Now entering the ‘Colorverse’
The individualized creative profiles, stored in the RFID wristbands, help guide visitors through the second part of the exhibition — Colorverse, which encompasses City of Crayopolis, Seabase, and Mars Colony.
“We dump you into a really fun, open area .... where you can use these concepts in action,” Ferguson said.
In Crayopolis, urban planning is the goal. In Seabase, it’s rebuilding a reef. In Mars Colony, it’s figuring out simply how to be. All these areas are vividly rendered in the Crayola palette.
In Seabase, the coral reef is dying, Ferguson said.
“It’s all about like fish really. If you go in there,” he continued, "the fish emit sounds like grunts, whoops, crunches, and clicks. When there’s no fish around, there’s no sound. And so the idea is that by creating sounds — everybody creating different whoops, grunts, all of those different sounds, on individual organ-style soundscapes — by putting those together, fish start coming back to the coral reef.”
The more sounds people string together, the more fish return to Seabase and “you start seeing the reef come back to life.”
In another section of Seabase, the coral reef is rebuilt. “It’s about using rock work and magnetics and cooperation to rebuild that reef together so you’re trying to put the reef back together using a coordinated-style approach,” said Ferguson.
In City of Crayopolis, the exhibition takes on the difficulties of land use. (No, it is not about the game of zoning.) And on Mars, you figure out how to design and throw a ball in a zero-gravity environment.
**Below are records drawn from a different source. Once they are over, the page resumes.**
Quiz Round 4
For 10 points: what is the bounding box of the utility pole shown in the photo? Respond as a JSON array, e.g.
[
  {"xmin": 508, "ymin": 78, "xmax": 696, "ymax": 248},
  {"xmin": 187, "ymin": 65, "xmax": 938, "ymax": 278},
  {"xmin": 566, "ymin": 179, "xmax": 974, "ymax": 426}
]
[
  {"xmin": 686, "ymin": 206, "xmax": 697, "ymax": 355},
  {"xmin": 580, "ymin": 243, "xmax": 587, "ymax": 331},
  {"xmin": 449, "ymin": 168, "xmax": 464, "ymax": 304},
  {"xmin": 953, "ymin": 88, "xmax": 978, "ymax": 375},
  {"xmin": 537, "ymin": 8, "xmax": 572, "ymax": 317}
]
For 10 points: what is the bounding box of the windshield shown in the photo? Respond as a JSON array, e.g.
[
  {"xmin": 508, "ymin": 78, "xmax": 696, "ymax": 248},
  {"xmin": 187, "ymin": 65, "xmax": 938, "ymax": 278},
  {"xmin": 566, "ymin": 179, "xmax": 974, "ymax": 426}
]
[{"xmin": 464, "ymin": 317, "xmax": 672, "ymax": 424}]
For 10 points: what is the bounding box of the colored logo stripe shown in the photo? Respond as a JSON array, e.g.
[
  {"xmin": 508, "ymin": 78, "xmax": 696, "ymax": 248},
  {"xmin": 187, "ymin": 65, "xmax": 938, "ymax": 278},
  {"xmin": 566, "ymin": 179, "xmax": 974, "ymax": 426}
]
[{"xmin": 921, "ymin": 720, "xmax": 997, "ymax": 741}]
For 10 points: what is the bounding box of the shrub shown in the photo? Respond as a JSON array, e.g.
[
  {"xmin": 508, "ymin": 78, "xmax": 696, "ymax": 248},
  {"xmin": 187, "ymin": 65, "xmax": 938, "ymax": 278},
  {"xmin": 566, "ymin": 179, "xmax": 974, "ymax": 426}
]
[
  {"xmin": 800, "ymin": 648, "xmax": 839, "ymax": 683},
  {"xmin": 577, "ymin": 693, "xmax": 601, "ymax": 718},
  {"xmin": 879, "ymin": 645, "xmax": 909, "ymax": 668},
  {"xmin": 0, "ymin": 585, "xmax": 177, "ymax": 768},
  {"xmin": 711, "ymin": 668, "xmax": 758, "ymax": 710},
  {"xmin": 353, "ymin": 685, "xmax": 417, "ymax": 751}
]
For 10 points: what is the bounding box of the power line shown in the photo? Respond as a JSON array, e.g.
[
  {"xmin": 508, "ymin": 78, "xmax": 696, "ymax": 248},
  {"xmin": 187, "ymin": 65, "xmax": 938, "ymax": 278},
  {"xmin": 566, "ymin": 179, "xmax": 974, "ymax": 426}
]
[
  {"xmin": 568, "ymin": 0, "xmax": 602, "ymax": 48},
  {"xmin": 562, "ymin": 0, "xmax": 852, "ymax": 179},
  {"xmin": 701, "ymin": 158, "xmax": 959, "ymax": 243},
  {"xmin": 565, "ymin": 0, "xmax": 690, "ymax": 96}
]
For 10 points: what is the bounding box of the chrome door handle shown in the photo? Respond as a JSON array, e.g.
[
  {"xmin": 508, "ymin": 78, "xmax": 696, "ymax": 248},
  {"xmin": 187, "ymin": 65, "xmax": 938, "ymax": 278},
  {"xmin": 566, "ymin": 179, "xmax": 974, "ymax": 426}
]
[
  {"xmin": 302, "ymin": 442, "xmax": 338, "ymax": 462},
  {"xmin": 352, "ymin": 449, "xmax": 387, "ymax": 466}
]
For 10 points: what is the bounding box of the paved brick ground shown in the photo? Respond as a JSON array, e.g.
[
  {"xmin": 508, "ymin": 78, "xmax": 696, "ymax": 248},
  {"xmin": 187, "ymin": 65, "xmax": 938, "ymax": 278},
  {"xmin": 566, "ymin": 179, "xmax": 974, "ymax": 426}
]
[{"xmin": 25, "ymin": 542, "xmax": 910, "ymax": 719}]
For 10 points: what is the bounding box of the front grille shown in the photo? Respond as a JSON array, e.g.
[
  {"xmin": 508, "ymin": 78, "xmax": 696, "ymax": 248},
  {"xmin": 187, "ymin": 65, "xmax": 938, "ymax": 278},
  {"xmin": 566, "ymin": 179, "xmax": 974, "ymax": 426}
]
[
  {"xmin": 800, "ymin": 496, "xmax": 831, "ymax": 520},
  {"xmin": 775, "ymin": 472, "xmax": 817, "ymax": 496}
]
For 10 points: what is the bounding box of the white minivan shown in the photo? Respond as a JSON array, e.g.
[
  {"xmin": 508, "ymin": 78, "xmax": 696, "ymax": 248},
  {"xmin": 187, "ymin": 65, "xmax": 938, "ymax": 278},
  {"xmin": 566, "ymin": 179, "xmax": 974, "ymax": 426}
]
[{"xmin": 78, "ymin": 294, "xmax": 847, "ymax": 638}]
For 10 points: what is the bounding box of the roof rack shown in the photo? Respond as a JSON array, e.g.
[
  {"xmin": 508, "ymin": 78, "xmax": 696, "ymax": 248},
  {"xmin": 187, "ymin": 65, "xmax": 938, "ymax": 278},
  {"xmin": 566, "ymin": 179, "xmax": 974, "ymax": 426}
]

You ponder how to grow food with minimal water and oxygen. And you can give an interview as a returning astronaut.
All of this — ocean, outer space, urban cityscape — is contained within about 10,000 square feet, part of a much larger exhibition space, which allows for ample social distancing.
In addition to distancing, Bysshe said that all of the Franklin Institute’s coronavirus safety protocols will be in place, with extensive sanitizing washdowns of interactives and other social spaces.
The exhibition is slated to open Feb. 13 for a run through July 18. Tickets are available online at the Franklin Institute website, fi.edu.